Мне хотелось бы, чтобы ты представил, конунг, как она неслась вперед, неотрывно глядя перед собой, останавливаясь только тогда, когда загоняла лошадь и ей надо было добывать новую. Как ей казалось, земля хватает ее коня за ноги, а ветер отбрасывает ее назад, не позволяя мчаться быстрее. Когда она закрывала глаза, то постоянно видела перед собой лицо Эгмунда и не могла спать. Когда она смотрела на дорогу, то невольно представляла себе, что с ее мужем могут сделать эорловы люди, и хотела скакать еще быстрее, но не могла. Воистину может назвать себя счастливым тот, кто в жизни не испытал подобного…
Гвендолен ненадолго замолчала и чуть подвинулась, сложив крылья так, что они почти полностью закрывали ее по бокам, и спрятала под ними руки. Никто не смотрел на нее — все повернулись к огню, слушая хрипловатый голос и, видимо, представляя в пламени картины, которые рисовала песнь — одинокую всадницу, летящую по равнине, так что заплетенные с двух сторон волосы выбиваются из-под съехавшего капюшона. Небо над ее головой прорезает молния — и в ее отблесках становятся заметнее темные квадратные башни далеко на горизонте.
— Наутро Эгмунда вывели из темницы на крепостную стену, где поспешно был сколочен помост и виселица для его казни. Каждый день его приводили туда, чтобы показать, что его ожидает. И каждый раз он только улыбался и говорил какие-нибудь забавные стихи, что смог придумать за ночь. Но в то утро он посмотрел на запад, где небо было высоким и светлым, очистившимся от ночной грозы, и поскольку глаза его были острее, чем у любого живущего на земле в то время, он увидел женщину, скачущую во весь опор вдоль обрыва, — а больше никто не мог разглядеть ее. Хоть было ей еще очень далеко до замка, хоть были плотно сжаты ее губы, с которых прежде не сходила улыбка, и тусклым снегом вместо красного золота отливали пряди ее волос, он узнал свою Альгерд.

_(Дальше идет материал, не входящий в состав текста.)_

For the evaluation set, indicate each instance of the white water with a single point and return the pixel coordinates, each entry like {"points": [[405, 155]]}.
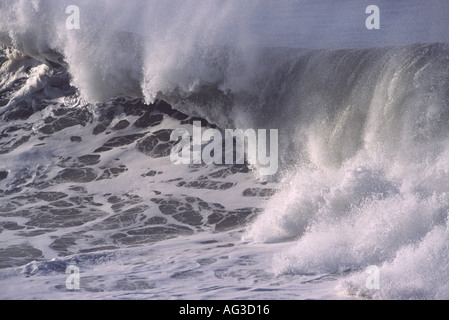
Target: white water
{"points": [[363, 127]]}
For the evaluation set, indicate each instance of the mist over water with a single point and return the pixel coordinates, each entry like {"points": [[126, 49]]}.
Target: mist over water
{"points": [[363, 116]]}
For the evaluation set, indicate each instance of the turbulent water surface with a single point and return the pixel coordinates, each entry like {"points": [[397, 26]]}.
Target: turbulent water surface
{"points": [[86, 178]]}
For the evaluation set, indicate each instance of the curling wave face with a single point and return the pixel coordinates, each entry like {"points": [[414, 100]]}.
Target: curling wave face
{"points": [[364, 132]]}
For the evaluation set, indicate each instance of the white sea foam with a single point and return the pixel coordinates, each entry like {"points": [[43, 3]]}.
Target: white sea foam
{"points": [[363, 128]]}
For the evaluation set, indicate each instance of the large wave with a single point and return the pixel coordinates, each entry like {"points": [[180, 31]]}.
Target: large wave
{"points": [[364, 132]]}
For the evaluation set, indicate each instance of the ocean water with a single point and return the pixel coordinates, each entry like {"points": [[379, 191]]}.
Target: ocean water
{"points": [[86, 179]]}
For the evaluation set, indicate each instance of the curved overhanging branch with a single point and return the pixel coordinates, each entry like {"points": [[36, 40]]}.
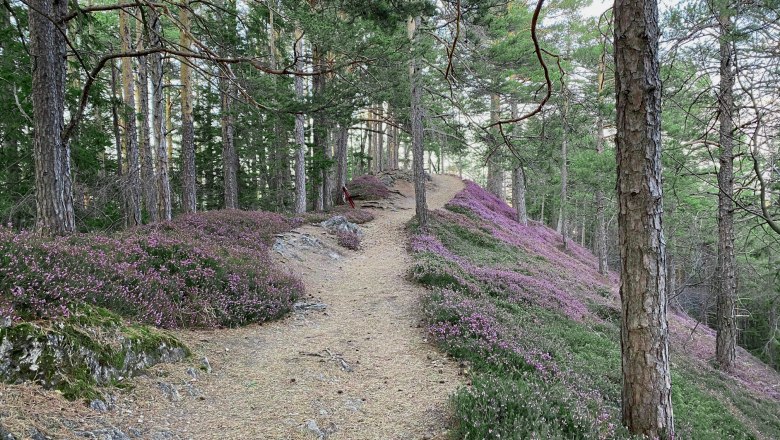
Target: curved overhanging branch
{"points": [[548, 85]]}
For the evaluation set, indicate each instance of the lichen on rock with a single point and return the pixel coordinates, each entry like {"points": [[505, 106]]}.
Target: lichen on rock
{"points": [[91, 348]]}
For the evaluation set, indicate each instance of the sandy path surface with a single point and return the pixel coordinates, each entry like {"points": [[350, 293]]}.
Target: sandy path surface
{"points": [[276, 379], [360, 369]]}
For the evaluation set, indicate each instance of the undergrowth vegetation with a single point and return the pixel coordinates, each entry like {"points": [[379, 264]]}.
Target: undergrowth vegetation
{"points": [[209, 269], [539, 329], [367, 187]]}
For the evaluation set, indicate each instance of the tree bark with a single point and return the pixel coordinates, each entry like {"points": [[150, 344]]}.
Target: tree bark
{"points": [[132, 181], [601, 224], [562, 226], [229, 155], [342, 139], [421, 206], [646, 396], [158, 120], [188, 178], [726, 339], [380, 145], [145, 141], [518, 194], [53, 185], [115, 98], [300, 133], [495, 179]]}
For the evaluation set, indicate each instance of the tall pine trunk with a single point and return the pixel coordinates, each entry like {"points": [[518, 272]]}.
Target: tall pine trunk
{"points": [[646, 396], [53, 185], [300, 133], [726, 339], [229, 154], [518, 194], [495, 180], [132, 181], [148, 178], [188, 177], [562, 214], [158, 120], [418, 164], [342, 138], [601, 224]]}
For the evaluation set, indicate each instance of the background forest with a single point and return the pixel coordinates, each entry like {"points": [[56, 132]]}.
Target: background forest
{"points": [[274, 105]]}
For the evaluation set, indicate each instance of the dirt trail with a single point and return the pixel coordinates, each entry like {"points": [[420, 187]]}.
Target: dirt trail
{"points": [[285, 380]]}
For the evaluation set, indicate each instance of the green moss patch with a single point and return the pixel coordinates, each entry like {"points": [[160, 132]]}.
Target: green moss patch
{"points": [[91, 348]]}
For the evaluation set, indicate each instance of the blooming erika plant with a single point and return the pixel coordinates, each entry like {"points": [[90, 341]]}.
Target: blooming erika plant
{"points": [[200, 270]]}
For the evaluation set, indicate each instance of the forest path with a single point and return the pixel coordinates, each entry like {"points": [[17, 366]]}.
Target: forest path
{"points": [[285, 380]]}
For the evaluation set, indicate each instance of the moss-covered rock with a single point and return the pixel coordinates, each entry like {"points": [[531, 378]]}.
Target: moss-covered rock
{"points": [[93, 347]]}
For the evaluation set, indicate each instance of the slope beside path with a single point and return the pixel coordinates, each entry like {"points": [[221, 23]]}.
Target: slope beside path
{"points": [[359, 369]]}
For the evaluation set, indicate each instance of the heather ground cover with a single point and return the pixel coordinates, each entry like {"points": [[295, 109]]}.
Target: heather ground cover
{"points": [[367, 187], [203, 270], [539, 329]]}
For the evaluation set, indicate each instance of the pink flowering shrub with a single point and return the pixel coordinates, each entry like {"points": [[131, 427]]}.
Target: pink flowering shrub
{"points": [[367, 187], [201, 270], [536, 325]]}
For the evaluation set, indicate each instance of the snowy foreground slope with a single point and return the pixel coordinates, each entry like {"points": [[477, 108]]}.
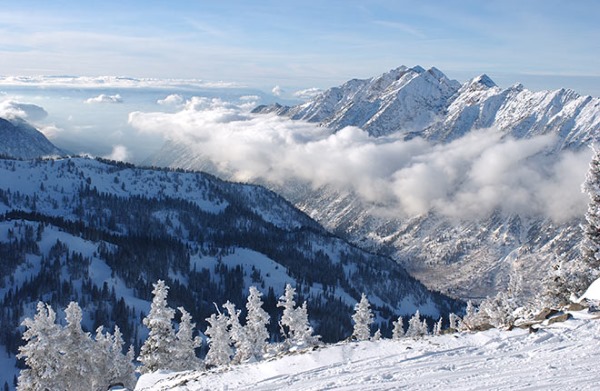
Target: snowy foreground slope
{"points": [[558, 356]]}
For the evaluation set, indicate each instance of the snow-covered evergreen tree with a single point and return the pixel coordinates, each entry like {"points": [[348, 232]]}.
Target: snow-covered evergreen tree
{"points": [[288, 304], [497, 311], [76, 364], [376, 336], [416, 327], [437, 327], [591, 242], [156, 352], [219, 341], [237, 334], [398, 331], [256, 324], [67, 358], [111, 365], [362, 318], [453, 321], [40, 353], [294, 323], [470, 320], [184, 348]]}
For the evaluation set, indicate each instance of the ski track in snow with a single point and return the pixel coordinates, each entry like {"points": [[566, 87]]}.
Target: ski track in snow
{"points": [[560, 356]]}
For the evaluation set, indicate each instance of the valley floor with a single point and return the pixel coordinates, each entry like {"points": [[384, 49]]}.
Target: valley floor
{"points": [[559, 356]]}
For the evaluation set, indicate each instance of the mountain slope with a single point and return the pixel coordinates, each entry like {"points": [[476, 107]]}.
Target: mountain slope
{"points": [[473, 256], [21, 140], [101, 233], [426, 103], [560, 356]]}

И так как Эгмунд слышал от слуг в замке, что не собирается Гуннольв держать свое слово и мечтает схватить Альгерд, как только она появится, то больше всего на свете хотел он, чтобы она повернула назад, и потому молвил своим тюремщикам:
"Хочу я посмотреть, красиво ли будет смотреться издали мой плащ, когда меня вздернут. Повесьте пока его, а я полюбуюсь со стороны на эту картину — ведь потом я вряд ли смогу ее оценить".
А надо сказать, что был Эгмунд большим щеголем и никогда не расставался с красным плащом из лучшего эбрийского бархата, какой только можно было найти в северных краях. И когда разглядела Альгерд виселицу на стене замка и яркое пятно на ней, то натянула она поводья и остановилась, потому что дальше спешить ей было некуда. Но не стала она разворачивать коня, как надеялся Эгмунд, а спустилась на землю, подошла к краю скалы, где внизу грохотал прибой, и прыгнула вниз.